3) What’s Allowed (with conditions)¶
🟢 Green — Allowed & Encouraged (with transparency):
Brainstorming ideas, clarifying requirements, and outlining solution approaches.
Generating or refining tests (unit/property), edge-case suggestions, and test data.
Debugging assistance: explaining error messages, proposing minimal fixes you then review.
Refactoring for readability/performance; adding comments/docstrings and example usage.
Translating your own text or improving grammar/format in reports/README.
🟡 Yellow — Allowed only if you verify and understand it (with disclosure):
Drafting small code snippets or boilerplate that you fully review, test, and can explain.
Summarising documentation/APIs you also read, to speed up navigation.
Producing diagrams, pseudocode, or step-by-step plans that you execute and validate.
🔴 Red — Prohibited:
Submitting AI-generated code/content that you cannot explain line by line on request.
Using AI to complete an entire assignment end-to-end with minimal human input.
Feeding private data, credentials, or any non-public project information into AI tools.
Lifting code/text from the internet or AI without checking license and giving attribution.
Circumventing assignment constraints (e.g., forbidden libraries/techniques) via AI.
4) Documentation & Disclosure Requirements¶
IoT Challenge submissions that used AI must include an AI-Use Statement in the README (or report) and maintain a short Prompt Journal.
AI-Use Statement (template):
- Tools: <tool name(s) and model if known>, used on .
- Scope: (e.g., brainstormed edge cases; generated initial tests; suggested refactor for function X.)
- Verification method: (manual tests passed, manual review steps, external sources consulted.)
- Attribution: (links to any external code/snippets with license notes, if applicable.)
- Reflection: (what I learned; what I changed vs. the AI’s suggestion.)
Prompt Journal (minimum):
Paste your top 1–3 prompts (or paraphrases) and a 1–2 sentence note of what changed.
Keep sensitive data out. If a prompt contains project-specific details, paraphrase.
5) Verification Checklist (pre-submission)¶
[ ] I can explain all submitted code and choices in plain language.
[ ] Tests: all pass locally; I added at least one self-authored test per milestone.
[ ] I reviewed complexity, edge cases, and failure modes; I can justify trade-offs.
[ ] AI-Use Statement and Prompt Journal are included.
[ ] No secrets/PII were shared with any AI tool.
[ ] Licensing/attribution for any external snippet is correct.
7) Data Privacy & Security¶
Do not paste secrets (API keys, passwords), personal data, or proprietary datasets into AI systems.
Prefer local/offline or institution-approved tools for sensitive workflows.
Use synthetic or redacted examples when seeking help.
8) Intellectual Property & Licensing¶
Treat AI output like any third-party source: you must verify originality and licensing.
If you adopt external code/ideas, cite source and license; keep usage within license terms.
9) Evaluation & Consequences¶
Class assignments submissions may be checked via tests, code review, and tooling.
Additionally, the IOT Challenge may include an oral check to verify understanding.

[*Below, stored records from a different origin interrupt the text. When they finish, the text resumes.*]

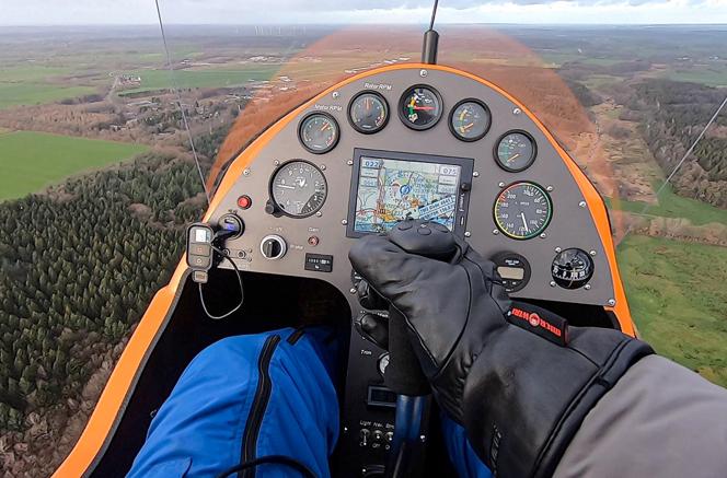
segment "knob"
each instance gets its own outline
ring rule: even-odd
[[[358,438],[361,442],[361,446],[367,446],[369,444],[369,436],[371,435],[371,432],[369,429],[362,428],[361,431],[358,432]]]
[[[288,245],[279,235],[267,235],[259,243],[259,252],[266,259],[276,260],[286,255]]]

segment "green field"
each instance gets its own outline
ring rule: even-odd
[[[267,80],[279,66],[255,66],[244,70],[176,70],[174,71],[176,85],[185,88],[232,88],[246,84],[250,80]],[[168,70],[141,70],[129,74],[141,77],[141,86],[125,90],[122,95],[141,93],[147,91],[165,90],[172,85]]]
[[[0,82],[0,109],[12,106],[31,106],[53,103],[95,93],[91,86],[61,86],[51,83]]]
[[[686,81],[690,83],[702,83],[707,86],[727,86],[727,66],[725,67],[701,67],[690,70],[669,70],[662,78],[672,81]]]
[[[654,185],[654,188],[657,189],[658,185]],[[658,206],[648,205],[648,208],[646,209],[647,215],[685,218],[694,225],[707,224],[709,222],[727,224],[727,210],[716,208],[695,199],[678,196],[671,190],[671,186],[663,188],[659,194],[658,199]],[[644,207],[647,206],[646,202],[626,201],[613,198],[605,198],[605,203],[609,208],[639,214],[644,210]]]
[[[632,235],[618,255],[642,336],[727,386],[727,248]]]
[[[147,149],[33,131],[0,135],[0,200],[39,191],[70,175],[126,160]]]

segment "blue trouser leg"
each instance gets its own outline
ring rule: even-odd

If you cannot explain your code, we reserve the right to: reduce/void assignment grading, require resubmission, or initiate academic-integrity procedures per university policy.
10) Examples¶
Good use:
Ask an LLM to propose edge cases, generate initial pytest cases; you implement code; you add one more test you designed; AI-Use Statement explains how you verified logic.
Borderline but acceptable (with care):
Ask for a starter function to parse CSV → you refactor thoroughly, add docstrings, and design extra tests; you can explain decisions and complexity.
Not acceptable:
Paste the entire assignment and submit the first AI answer with minimal edits; cannot explain key lines or fix defects during review.
11) In-Class AI Use¶
For class assignments, timed quizzes/exams: AI use is forbidden unless explicitly stated.
AI is allowed for brainstorming, code sketching, and debugging only when explicitly permitted by the instructor.
12) Accessibility & Language Support¶
Using AI to improve grammar/clarity in your own writing is encouraged, but text substance must remain yours.
If you rely on translation, note this in your AI-Use Statement.